MAO-B Inhibitors e.g. Rasagiline (Azilect®), Selegiline (Eldepryl®), increase the amount of dopamine at receptors by preventing its metabolism (the break-down of dopamine by the body). They are used as initial therapy, particularly if dopamine receptor agonists should be avoided, or as Levodopa sparing agents later in the disease. They have the potential to interact with other medicines.
Anti-muscarinic drugs e.g. Procyclidine (Kemadrin®) are not widely used as they are less effective than dopaminergic drugs and are associated with cognitive impairment.
Other Non-Motor Symptoms
Patients with PD can develop non-motor symptoms as the disease progresses – these include depression, psychosis, dementia, sleep disturbances and autonomic dysfunction e.g. postural hypotension, urinary dysfunction or constipation. These non-motor symptoms can be treated using appropriate conventional medication.
Later-Stage Disease
Over time, a patient’s response to initial treatments will decline. When this occurs, patients experience “switching off” or “off time”. After taking their medication, the level of the drug in the patient’s plasma initially peaks (which can cause dyskinesia – abnormal voluntary movement), then, as the plasma drug levels fall, the patient can experience akinesia (lack of voluntary movement) and rigidity. The patient can fluctuate rapidly and erratically between these two states – this is known as the “on-off” phenomenon. This can be addressed by increasing the dose of medication (which can lead to more side effects) or shortening the time between doses. Eventually combinations of drugs will be necessary, including the introduction of Entacapone (Comtess®) alone or in a combination product with Levodopa/Carbidopa (Stalevo®), which prevents the peripheral breakdown of Levodopa, allowing more Levodopa to reach the brain.
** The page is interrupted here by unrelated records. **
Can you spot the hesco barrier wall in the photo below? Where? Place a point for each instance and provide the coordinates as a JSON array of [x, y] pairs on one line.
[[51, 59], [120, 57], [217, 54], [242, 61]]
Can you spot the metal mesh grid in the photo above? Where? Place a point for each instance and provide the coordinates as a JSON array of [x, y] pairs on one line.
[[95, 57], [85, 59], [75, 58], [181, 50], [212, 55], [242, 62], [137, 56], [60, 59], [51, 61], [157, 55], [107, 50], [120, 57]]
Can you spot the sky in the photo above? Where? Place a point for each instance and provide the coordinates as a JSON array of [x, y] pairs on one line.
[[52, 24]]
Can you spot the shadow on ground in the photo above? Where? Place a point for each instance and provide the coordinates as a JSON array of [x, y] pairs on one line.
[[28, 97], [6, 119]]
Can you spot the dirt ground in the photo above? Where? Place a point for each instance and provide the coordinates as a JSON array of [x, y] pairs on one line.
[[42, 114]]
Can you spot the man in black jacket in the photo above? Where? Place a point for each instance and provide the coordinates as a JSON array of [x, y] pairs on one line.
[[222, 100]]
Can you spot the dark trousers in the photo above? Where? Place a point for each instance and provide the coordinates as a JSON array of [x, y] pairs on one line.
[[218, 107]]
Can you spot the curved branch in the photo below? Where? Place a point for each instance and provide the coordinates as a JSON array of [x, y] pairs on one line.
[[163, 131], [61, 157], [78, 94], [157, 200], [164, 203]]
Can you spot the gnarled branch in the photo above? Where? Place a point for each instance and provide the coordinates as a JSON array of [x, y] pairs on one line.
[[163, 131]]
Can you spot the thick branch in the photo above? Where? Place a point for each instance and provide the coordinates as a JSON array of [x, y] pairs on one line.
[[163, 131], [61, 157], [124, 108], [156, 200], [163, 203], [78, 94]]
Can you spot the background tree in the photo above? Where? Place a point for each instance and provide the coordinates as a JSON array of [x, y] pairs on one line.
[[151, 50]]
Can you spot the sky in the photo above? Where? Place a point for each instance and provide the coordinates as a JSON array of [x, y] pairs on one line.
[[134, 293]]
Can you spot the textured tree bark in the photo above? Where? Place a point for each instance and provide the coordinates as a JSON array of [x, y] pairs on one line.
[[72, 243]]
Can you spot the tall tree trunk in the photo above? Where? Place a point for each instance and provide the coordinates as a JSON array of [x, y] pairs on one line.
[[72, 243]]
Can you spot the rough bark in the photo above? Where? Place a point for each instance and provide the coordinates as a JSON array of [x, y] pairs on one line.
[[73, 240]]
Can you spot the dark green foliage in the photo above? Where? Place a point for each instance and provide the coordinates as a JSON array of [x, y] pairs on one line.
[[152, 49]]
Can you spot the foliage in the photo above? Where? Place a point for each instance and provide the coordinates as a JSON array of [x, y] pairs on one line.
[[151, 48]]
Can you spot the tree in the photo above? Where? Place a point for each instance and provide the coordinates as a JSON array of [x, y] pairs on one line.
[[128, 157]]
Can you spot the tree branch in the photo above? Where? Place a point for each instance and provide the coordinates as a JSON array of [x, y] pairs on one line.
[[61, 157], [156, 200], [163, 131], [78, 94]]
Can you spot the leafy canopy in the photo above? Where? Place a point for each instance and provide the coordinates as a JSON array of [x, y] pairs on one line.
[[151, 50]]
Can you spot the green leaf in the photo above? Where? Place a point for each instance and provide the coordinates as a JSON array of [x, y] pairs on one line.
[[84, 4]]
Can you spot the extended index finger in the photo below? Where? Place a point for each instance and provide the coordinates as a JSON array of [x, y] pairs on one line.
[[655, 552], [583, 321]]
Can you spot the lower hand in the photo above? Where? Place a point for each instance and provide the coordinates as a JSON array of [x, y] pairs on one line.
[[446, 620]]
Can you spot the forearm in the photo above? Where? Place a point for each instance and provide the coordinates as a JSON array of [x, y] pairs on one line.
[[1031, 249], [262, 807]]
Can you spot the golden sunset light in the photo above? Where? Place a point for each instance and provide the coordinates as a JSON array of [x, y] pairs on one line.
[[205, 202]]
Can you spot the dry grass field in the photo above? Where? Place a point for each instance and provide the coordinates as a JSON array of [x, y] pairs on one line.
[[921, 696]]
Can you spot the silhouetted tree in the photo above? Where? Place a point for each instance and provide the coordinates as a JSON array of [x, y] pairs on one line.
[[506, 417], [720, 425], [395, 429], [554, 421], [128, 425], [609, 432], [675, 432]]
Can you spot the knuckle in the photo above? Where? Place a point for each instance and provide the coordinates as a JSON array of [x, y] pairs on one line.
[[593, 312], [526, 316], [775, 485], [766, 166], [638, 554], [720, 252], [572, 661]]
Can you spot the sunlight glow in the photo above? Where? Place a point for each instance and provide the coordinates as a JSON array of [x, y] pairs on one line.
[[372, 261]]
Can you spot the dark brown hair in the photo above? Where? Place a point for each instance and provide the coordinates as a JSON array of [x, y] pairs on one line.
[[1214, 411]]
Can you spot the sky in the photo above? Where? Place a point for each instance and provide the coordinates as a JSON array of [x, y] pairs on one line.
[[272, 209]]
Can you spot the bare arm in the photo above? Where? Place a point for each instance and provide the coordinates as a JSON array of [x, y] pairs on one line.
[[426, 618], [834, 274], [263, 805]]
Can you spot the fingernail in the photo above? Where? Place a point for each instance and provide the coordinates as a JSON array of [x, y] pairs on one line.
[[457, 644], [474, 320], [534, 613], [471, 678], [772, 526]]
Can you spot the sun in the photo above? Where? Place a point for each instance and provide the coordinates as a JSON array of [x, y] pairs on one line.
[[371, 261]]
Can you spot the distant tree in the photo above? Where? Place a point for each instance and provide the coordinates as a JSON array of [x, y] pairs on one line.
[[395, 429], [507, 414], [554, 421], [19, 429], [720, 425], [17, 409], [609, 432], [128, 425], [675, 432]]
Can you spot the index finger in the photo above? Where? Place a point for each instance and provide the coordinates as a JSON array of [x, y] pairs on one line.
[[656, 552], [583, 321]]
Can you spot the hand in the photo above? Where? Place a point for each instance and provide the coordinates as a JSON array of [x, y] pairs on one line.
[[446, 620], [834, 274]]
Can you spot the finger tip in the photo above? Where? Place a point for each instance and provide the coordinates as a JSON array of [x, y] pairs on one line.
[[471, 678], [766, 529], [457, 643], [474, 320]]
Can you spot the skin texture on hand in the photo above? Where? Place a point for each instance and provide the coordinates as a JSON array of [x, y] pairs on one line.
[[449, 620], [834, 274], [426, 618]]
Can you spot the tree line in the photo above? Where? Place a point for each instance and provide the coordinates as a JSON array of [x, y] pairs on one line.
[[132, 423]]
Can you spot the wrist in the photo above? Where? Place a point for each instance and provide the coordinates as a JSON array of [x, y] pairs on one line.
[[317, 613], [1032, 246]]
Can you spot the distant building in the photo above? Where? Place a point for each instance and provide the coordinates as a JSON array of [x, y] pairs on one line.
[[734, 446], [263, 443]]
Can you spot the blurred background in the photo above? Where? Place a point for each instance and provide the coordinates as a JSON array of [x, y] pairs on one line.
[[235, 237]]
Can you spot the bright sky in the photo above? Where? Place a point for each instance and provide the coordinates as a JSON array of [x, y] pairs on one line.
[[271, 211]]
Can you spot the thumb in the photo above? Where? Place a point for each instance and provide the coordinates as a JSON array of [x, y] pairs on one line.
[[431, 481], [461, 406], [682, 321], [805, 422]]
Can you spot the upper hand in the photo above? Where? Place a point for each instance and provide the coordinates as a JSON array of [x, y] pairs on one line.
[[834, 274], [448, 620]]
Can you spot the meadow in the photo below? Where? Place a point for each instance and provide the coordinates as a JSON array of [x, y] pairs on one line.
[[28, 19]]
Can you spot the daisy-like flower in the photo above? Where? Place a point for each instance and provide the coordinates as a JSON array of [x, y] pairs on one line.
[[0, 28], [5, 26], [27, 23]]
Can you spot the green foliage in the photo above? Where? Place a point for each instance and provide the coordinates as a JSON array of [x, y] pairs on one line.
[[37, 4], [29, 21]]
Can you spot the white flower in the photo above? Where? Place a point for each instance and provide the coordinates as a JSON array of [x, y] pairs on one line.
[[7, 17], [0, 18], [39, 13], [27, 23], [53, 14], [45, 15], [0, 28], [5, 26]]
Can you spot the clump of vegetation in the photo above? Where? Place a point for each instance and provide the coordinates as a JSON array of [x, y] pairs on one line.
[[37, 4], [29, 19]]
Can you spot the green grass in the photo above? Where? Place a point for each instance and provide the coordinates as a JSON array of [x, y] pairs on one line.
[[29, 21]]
For some patients, as their disease progresses, their dyskinesia and “off” periods become unmanageable with conventional treatments. For such patients, the use of Apomorphine or Levodopa intestinal gel may be an option to consider.
Apomorphine is a powerful dopamine receptor agonist. It is administered via a subcutaneous infusion pump that the patient attaches to the abdomen area. It is non-invasive and is reversible. Following patient selection and pre-treatment safety checks, a one day treatment initiation process in a hospital setting occurs. Then, if successful, dose optimisation and reduction of other PD medications can occur over time.
Levodopa intestinal gel is the continuous administration of Levodopa/carbidopa (Duodopa®) by infusion into the duodenum/jejunum (small intestine). It requires a gastronomy procedure for the placement of the infusion tube. Because of its expense and the invasive route of administration it is limited to those with severe motor fluctuations that are not managed by other drug therapies.